December 11, 2022
An operator I know on the French side of St. Maarten got a TVA correction notice from the Direction des Finances Publiques last year. Eight months of bookings. The tax authority wanted to see a per-booking breakdown of the 8.5% reduced rate they should have been itemizing on every guest receipt. And the booking software he was using - a well-known US platform - could only spit out a single revenue total. No tax line. No per-booking split. Just one number covering everything he'd collected, with no way to show how much of it was TVA and how much was the base tour price.
He had to reconstruct eight months of receipts by hand. Most of a week. He hired an accountant on top of that. His words when it was done: "I didn't even know the software couldn't do this until I needed it to."
When software companies in the US or Europe design a booking system, they build it for one tax authority. One rate. One line on the invoice. Maybe two if a state sales tax sits on top of a federal rate. It's tidy. It works for them.
The Caribbean doesn't work like that. Depending on which island your business sits on, you're dealing with a completely different structure. French side of St. Maarten - that's TVA at the reduced 8.5% tourism rate, plus the taxe locale on top in some categories. Dutch side - ABB (Algemene Bestedingsbelasting) and TOT, with tourist taxes calculated separately per guest night or per booking. BVI - a 7% accommodation and excursion tax. Jamaica - GCT at 15%, with specific tourism industry rules around what's included. USVI - hotel occupancy tax on top of everything else.
Each one has to appear as a separate line item on the guest's receipt. Each one has to reconcile back to your filings. And the filings don't wait for you to sort out your software problem.
Most international booking platforms treat tax as a single percentage field. You type in a number, it applies it, the money flows. That is not even close to what you need here.
I've watched operators handle this in three bad ways. They absorb the tax into the tour price and back-calculate it at filing time. They show a single "Tax (various)" line that means nothing to an auditor. Or they don't collect it at point of booking at all and deal with the mess on the backend.
None of those are compliant. All of them are common. And all of them trace back to software that was never built for a multi-jurisdiction tax environment.

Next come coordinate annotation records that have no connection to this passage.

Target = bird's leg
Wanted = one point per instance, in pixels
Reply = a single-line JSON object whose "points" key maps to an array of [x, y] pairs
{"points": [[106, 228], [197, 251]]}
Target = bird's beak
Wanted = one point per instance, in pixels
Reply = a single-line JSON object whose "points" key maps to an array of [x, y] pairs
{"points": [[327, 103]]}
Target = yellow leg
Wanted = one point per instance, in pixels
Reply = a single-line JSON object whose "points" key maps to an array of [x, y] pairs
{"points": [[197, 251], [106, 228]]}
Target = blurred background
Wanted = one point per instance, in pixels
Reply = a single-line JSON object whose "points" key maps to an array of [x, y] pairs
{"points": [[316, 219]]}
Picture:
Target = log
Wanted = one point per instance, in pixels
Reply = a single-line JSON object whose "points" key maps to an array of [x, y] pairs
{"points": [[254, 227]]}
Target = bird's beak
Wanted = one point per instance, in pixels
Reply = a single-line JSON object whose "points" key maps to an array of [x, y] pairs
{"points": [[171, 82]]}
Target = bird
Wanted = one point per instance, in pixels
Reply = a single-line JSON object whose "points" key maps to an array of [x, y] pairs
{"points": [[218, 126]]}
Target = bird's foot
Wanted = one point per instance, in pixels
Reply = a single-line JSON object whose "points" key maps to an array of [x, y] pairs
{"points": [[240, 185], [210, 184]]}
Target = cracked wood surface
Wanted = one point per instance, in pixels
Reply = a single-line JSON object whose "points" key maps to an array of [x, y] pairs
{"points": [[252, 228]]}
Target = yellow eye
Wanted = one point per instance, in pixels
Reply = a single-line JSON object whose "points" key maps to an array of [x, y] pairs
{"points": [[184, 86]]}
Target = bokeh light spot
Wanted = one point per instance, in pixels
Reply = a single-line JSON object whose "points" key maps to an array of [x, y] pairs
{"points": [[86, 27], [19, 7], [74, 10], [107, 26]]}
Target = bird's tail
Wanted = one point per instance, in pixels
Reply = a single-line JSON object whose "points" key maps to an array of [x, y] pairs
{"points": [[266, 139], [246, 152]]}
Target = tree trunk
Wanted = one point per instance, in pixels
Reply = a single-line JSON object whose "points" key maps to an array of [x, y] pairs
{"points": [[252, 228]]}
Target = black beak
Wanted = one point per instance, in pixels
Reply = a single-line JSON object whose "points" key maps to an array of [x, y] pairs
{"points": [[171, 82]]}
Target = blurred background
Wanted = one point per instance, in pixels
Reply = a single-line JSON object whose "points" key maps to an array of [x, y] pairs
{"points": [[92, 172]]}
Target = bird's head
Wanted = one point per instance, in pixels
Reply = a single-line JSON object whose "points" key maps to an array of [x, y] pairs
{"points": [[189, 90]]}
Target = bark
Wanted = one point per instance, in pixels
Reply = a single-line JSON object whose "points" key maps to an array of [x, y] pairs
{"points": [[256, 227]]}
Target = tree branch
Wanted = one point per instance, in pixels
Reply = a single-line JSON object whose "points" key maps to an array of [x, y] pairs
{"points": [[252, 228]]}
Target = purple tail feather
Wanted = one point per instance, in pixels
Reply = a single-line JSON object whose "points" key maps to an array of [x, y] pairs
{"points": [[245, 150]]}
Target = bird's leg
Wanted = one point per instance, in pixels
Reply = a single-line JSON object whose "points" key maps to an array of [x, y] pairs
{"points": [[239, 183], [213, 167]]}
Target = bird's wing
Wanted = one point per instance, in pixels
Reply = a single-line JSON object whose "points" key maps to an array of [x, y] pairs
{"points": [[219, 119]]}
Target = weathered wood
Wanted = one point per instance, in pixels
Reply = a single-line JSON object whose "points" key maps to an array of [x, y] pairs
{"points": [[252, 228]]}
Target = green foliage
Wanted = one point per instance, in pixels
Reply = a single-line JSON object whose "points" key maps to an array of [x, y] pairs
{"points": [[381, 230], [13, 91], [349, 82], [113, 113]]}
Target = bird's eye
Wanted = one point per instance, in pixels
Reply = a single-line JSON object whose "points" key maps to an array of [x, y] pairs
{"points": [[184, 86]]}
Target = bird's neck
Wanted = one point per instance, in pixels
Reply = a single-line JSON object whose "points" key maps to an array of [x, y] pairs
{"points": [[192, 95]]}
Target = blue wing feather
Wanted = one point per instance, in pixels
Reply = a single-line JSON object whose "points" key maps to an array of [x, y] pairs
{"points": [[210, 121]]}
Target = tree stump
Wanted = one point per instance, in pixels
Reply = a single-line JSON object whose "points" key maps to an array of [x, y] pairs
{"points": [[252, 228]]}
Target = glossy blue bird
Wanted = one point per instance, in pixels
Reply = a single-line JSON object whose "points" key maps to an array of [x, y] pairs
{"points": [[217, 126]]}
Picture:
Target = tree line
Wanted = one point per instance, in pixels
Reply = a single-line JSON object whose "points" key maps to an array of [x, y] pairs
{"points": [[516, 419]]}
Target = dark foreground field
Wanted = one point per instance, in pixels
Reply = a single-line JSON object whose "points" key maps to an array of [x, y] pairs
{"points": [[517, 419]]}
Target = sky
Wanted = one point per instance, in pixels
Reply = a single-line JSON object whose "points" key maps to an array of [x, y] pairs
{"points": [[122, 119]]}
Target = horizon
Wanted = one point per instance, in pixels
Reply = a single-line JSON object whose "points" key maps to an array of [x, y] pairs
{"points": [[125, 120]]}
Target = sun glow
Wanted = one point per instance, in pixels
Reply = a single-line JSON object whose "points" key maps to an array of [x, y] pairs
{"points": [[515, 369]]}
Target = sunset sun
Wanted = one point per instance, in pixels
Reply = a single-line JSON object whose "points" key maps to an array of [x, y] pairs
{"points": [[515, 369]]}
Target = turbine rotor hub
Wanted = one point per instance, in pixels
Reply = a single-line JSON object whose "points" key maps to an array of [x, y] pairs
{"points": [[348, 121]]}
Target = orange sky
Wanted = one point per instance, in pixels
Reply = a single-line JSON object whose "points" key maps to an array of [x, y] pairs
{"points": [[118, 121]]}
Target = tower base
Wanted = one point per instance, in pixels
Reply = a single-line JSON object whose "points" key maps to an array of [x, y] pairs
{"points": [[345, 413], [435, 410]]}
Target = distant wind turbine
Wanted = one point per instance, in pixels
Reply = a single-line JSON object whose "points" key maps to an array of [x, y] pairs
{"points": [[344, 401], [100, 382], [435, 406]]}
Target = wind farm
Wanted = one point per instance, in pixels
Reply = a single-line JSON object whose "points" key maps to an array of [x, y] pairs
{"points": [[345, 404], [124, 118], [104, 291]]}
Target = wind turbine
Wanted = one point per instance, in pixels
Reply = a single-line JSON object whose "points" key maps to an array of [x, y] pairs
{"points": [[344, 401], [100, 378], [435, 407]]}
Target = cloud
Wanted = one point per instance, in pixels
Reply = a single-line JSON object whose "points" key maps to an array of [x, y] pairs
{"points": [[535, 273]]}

Most demos won't surface this problem. The vendor shows you the booking widget, the calendar, maybe the reporting dashboard. They won't show you what a guest receipt looks like with a TVA line split from the tour price, because they've never built that screen.
Before you commit to any booking system, I'd ask them these directly:
This one genuinely gets to me. I see Caribbean operators running their payments through Stripe into a US or European bank, then wiring money back to the island. Owner's usually foreign, had the offshore account anyway, and the software only spoke Stripe. So that's just how the money moves now.
It's totally crazy. I'll be honest - I don't understand how that survives a proper audit. Revenue hitting a foreign bank first creates a paper trail that looks like offshore income. Stack that on top of a booking system that can't produce a per-booking tax breakdown, and you're not just in a mess - you're in a mess with documentation problems.
We built Junglebee to pay out directly to local Caribbean banks, in the right currency, because this was never a minor inconvenience - it was a compliance issue from the start. Your revenue should come home, and your tax records should follow it.
This is the opinion I'll stand behind: international booking software treats tax as a field you configure once and forget. In the Caribbean, tax varies by which side of a border your marina sits on, appears as a named line on your guest's receipt, and has to be reconstructable booking by booking when the auditor asks.
A system that handles bookings but can't handle your tax structure isn't handling your business. It's handling the easy part and handing you the hard part.
The operator on the French side spent a week doing that. He's now on software that shows TVA as its own line, reconciles per-booking, and exports directly to his accountant's format. He told me the correction notice from the tax authority was actually useful - it forced him to fix his whole setup.
I'd prefer you don't need an audit letter to get there. Pick software that treats tax as a core feature. Ask the questions above before you sign. And make sure the money comes home to the right bank, in the right jurisdiction, with a paper trail that means something when you need it to.
Pull a guest receipt from your last ten bookings. Is the tax line named and separate, or buried in the total? Could you hand those ten receipts to a tax authority and have them match your quarterly filing without rebuilding anything?
If the answer is no - that's where to start. Not with a new booking widget. With the tax configuration your current software may or may not actually support. Better to find out now than when the letter arrives.